Any suggestion would be greatly appreciated!

Best Answer

rename performs bulk renaming, and it can do the arithmetic you need.

Different GNU/Linux distributions have different commands called rename, with different syntax and capabilities. In Debian, Ubuntu, and some other OSes, rename is the Perl renaming utility prename. It is quite well suited to this task.

First I recommend telling rename to just show you what it would do, by running it with the -n flag:

rename -n 's/\d+/sprintf("%04dc%d", int(($& - 1) \/ 2) + 1, 2 - $& % 2)/e' ome????.tif

That should show you:

rename(ome0001.tif, ome0001c1.tif)
rename(ome0002.tif, ome0001c2.tif)
rename(ome0003.tif, ome0002c1.tif)
rename(ome0004.tif, ome0002c2.tif)
rename(ome0005.tif, ome0003c1.tif)
rename(ome0006.tif, ome0003c2.tif)
rename(ome0007.tif, ome0004c1.tif)
rename(ome0008.tif, ome0004c2.tif)
rename(ome0009.tif, ome0005c1.tif)
rename(ome0010.tif, ome0005c2.tif)
rename(ome0011.tif, ome0006c1.tif)
rename(ome0012.tif, ome0006c2.tif)

Assuming that's what you want, go ahead and run it without the -n flag (i.e., just remove -n):

rename 's/\d+/sprintf("%04dc%d", int(($& - 1) \/ 2) + 1, 2 - $& % 2)/e' ome????.tif

That command is somewhat ugly--though still more elegant than using a loop in your shell--and perhaps someone with more Perl experience than I have will post a prettier solution.

I highly recommend Oli's tutorial Bulk renaming files in Ubuntu; the briefest of introductions to the rename command, for a gentle intro to writing rename commands.


How that specific rename command works:

Here's what s/\d+/sprintf("%04dc%d", int(($& - 1) \/ 2) + 1, 2 - $& % 2)/e does:

  • The leading s means to search for text to replace.
  • The regular expression /\d+/ matches one or more (+) digits (\d). This matches your 0001, 0002, and so forth.
  • The command sprintf("%04dc%d", int(($& - 1) / 2) + 1, 2 - $& % 2) is built. $& represents the match. / normally ends the replacement text, but \/ makes a literal / (which is division, as detailed below).
  • The trailing /e means to evaluate the replacement text as code.
    (Try running it with just / instead of /e at the end, but make sure to keep the -n flag!)

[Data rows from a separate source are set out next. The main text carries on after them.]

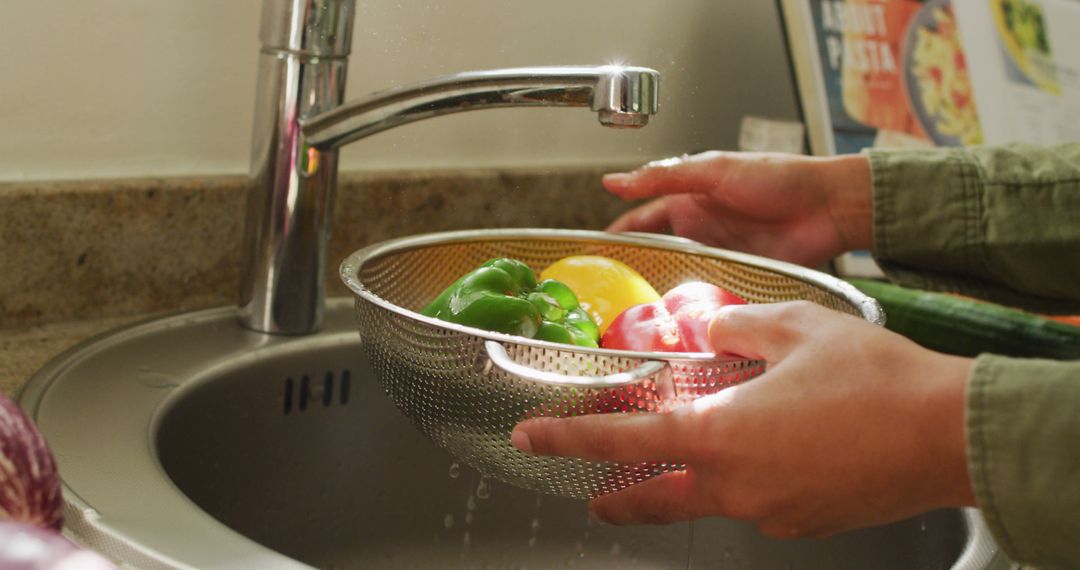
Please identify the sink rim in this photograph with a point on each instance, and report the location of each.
(143, 543)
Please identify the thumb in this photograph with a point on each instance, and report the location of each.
(754, 331)
(687, 174)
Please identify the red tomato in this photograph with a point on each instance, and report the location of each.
(678, 322)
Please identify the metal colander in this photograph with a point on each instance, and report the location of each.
(466, 388)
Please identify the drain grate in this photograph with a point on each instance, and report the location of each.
(308, 391)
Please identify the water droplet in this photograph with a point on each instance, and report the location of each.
(484, 489)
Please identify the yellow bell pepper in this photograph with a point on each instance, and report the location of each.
(605, 287)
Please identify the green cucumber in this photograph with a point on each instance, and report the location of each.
(968, 327)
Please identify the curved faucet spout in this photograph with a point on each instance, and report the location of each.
(300, 120)
(621, 96)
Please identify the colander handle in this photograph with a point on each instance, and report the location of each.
(504, 363)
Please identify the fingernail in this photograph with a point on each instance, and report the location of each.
(617, 178)
(521, 440)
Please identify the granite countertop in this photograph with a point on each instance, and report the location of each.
(84, 257)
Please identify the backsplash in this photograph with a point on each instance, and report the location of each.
(90, 249)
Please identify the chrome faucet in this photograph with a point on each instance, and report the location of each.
(300, 122)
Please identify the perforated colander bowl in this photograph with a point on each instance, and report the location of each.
(466, 388)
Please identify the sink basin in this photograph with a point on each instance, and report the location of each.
(191, 443)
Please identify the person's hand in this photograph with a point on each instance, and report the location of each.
(786, 206)
(850, 425)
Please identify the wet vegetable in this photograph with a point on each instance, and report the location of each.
(29, 486)
(25, 546)
(605, 287)
(678, 322)
(502, 295)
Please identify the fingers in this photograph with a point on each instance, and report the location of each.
(761, 331)
(652, 217)
(622, 437)
(667, 498)
(697, 174)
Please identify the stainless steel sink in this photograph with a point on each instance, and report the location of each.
(192, 443)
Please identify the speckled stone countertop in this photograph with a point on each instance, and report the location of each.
(78, 258)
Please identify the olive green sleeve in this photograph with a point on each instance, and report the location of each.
(997, 222)
(1024, 456)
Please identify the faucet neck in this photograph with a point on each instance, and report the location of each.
(321, 28)
(301, 72)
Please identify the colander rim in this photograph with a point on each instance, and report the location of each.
(868, 307)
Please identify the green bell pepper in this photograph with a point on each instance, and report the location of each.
(502, 295)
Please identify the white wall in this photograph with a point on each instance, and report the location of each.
(94, 89)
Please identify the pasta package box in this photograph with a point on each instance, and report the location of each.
(889, 73)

Thus your new filenames are the return values of sprintf("%04dc%d", int(($& - 1) \/ 2) + 1, 2 - $& % 2). So what's going on there?

  • sprintf returns formatted text. It first argument is the format string into which values are placed. %04d consumes the first argument and formats it as an integer 4 characters wide. %4d would omit leading zeros, hence %04d is needed. Not being covered by any %, c means just a literal letter c. Then %d consumes the second argument and formats it as an integer (with default formatting).
  • int(($& - 1) / 2) + 1 subtracts 1 from the number extracted from the original filename, divides it by 2, truncates the fractional portion (int does that), then adds 1. That arithmetic sends 0001 and 0002 to 0001, 0003 and 0004 to 0002, 0005 and 0006 to 0003, and so forth.
  • 2 - $& % 2 takes the remainder of dividing the number extracted from the original filename by 2 (% does that), which is 0 if it's even and 1 if it's odd. It then subtracts that from 2. This arithmetic sends 0001 to 1, 0002 to 2, 0003 to 1, 0004 to 2, and so forth.

Finally, ome????.tif is a glob that your shell expands to a list of all the filenames in the current directory that start with ome, end in .tif, and have exactly four of any characters in between.

This list is passed to the rename command, which will attempt to rename (or with -n, tell you how it would rename) all of the files whose names contain a match to the pattern \d+.

  • From your description, it doesn't sound like you have any files in that directory named that way but with some of the characters not digits.
  • But if you do then you can replace \d+ with \d{4} in the regular expression appearing in the commands shown above, to ensure they aren't renamed, or just inspect the output produced with -n carefully, which you should be doing anyway.
  • I wrote \d+ instead of \d{4} to avoid making the command more complex than necessary. (There are many different ways to write it.)